Volume No. 16 Issue No. 6 June 2019  

  What happens in Vegas really should stay in Vegas
  Mark Stoller

     Mark Stoller moved to Falcon in 2007. He and his wife, Andra, both U.S. Air Force veterans, enjoy life with their daughters, extended family and adopted rescue dogs in Latigo. Mark savors the privilege of his wife and daughters being his muse for topics, people to meet and places to investigate.

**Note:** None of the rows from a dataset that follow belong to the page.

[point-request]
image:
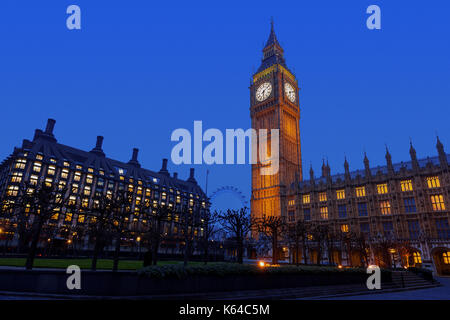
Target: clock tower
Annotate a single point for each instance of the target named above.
(274, 105)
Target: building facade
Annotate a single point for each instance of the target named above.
(88, 174)
(274, 105)
(404, 204)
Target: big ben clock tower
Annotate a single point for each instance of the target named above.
(274, 105)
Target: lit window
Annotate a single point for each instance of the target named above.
(37, 166)
(410, 205)
(437, 202)
(12, 191)
(385, 207)
(16, 177)
(340, 194)
(89, 178)
(85, 202)
(433, 182)
(20, 163)
(446, 257)
(382, 188)
(68, 217)
(62, 185)
(406, 185)
(306, 198)
(362, 209)
(360, 192)
(33, 179)
(72, 200)
(77, 176)
(64, 174)
(48, 182)
(342, 211)
(417, 258)
(324, 213)
(51, 170)
(74, 188)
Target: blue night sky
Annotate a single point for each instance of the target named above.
(137, 70)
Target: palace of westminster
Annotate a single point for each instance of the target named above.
(408, 200)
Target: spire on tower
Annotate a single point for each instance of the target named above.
(272, 52)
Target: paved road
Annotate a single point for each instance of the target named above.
(438, 293)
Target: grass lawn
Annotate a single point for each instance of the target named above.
(82, 263)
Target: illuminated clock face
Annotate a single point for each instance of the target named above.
(289, 91)
(263, 92)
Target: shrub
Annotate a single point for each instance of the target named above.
(422, 272)
(228, 269)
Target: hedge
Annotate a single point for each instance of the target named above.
(228, 269)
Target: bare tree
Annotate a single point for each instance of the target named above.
(155, 216)
(237, 223)
(273, 227)
(42, 203)
(297, 236)
(209, 225)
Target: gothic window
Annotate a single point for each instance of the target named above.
(342, 211)
(340, 194)
(417, 258)
(324, 213)
(306, 198)
(406, 185)
(360, 192)
(414, 229)
(362, 209)
(385, 207)
(433, 182)
(410, 205)
(382, 188)
(307, 214)
(437, 201)
(443, 228)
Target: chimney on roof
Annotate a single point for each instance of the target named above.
(134, 160)
(164, 168)
(50, 126)
(191, 176)
(99, 143)
(48, 133)
(98, 146)
(135, 153)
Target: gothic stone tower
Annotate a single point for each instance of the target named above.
(274, 105)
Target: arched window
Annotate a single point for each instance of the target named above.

   We recently flew to Arizona to help Alex wrap up her first year of college, and we put her on a plane the next day to Scotland for a study-abroad experience. She had an outstanding first year and (proud dad moment) earned her spot on the Dean’s List both semesters. Thank goodness she takes after Andra!
   Looking back on our travels, flying wasn’t anywhere near as fun as it used to be. Back in the day when Andra and I both traveled extensively for our jobs, we could pack a large suitcase, show up an hour early, pass through security and even walk with each other to the gate.
   Sept. 11 changed everything and not always for the better. I agree with sacrificing some personal liberties for the pursuit of greater security — if it truly works. The Transportation Security Administration agents pulled our 13-year-old aside to inspect her travel-size package of wet wipes, and completely missed the pocket knife in my backpack.
   Speaking of security, we drove Alex’s car home via the Hoover Dam and Las Vegas. I was impressed by the level of monitoring and visible presence of agents around the dam.
   If you have the opportunity, take time to see and tour the incredible architecture of Hoover Dam. It was built during the Great Depression, and is called an arch-gravity dam. It is a narrowing upstream curve that directs most of the water against the canyon rock walls, which then provides the force to compress the dam. You can drive or walk across, take scenic photos and even toss a coin in the water after making a wish.
   Our next stop was the Las Vegas Strip. This huge, incredible hub of energy and activity hosts hotels with unique themes and attractions for both young and adult. We chose to go to the Luxor Hotel (pyramid-shaped with accompanying Egyptian design) for the Titanic exhibit. We were impressed as we ventured through the “inside” of the ship noticing the stark differences between third-and-first-class travel; read about passengers on board; viewed their personal effects; and saw a piece of the hull that was recovered from the ocean floor (2.5 miles down where the pressure is 6,000 pounds per square inch).
   Back on the Strip, people-watching is the thing to do. I am uncertain about the current fashion for men of all ages/races wearing tracksuits looking like mafioso Tony Soprano and his crew. There were pretty people dressed in a classy manner, normal people wearing normal clothes and a large number who dressed in such a way that left nothing to the imagination. I am all for individual expression, but geesh! You just cannot “un-see” some things!
   Considering the nickname, Sin City, our girls saw a little bit of that side, too. Random people tried to sell things; look-a-likes hustled for photo ops; one man was passed out, face down under a tree with an empty fifth of Jack Daniels next to him and his legs stretched out across the sidewalk; and young women in their 20s wearing nothing but G-strings, pasties and feathers beckoned people into hotels and casinos. This was during the middle of the day!
   Anyway, we, along with everyone else, just walked around them as if it was — dare I say — NORMAL.
   I am happy to be home in our once sleepy ranch town now turned burgeoning metropolis. Honestly, Las Vegas is fun and offers a great deal of experiences. However, the seedier side of Vegas should stay in Vegas, with the hope that it never finds a hold in Falcon.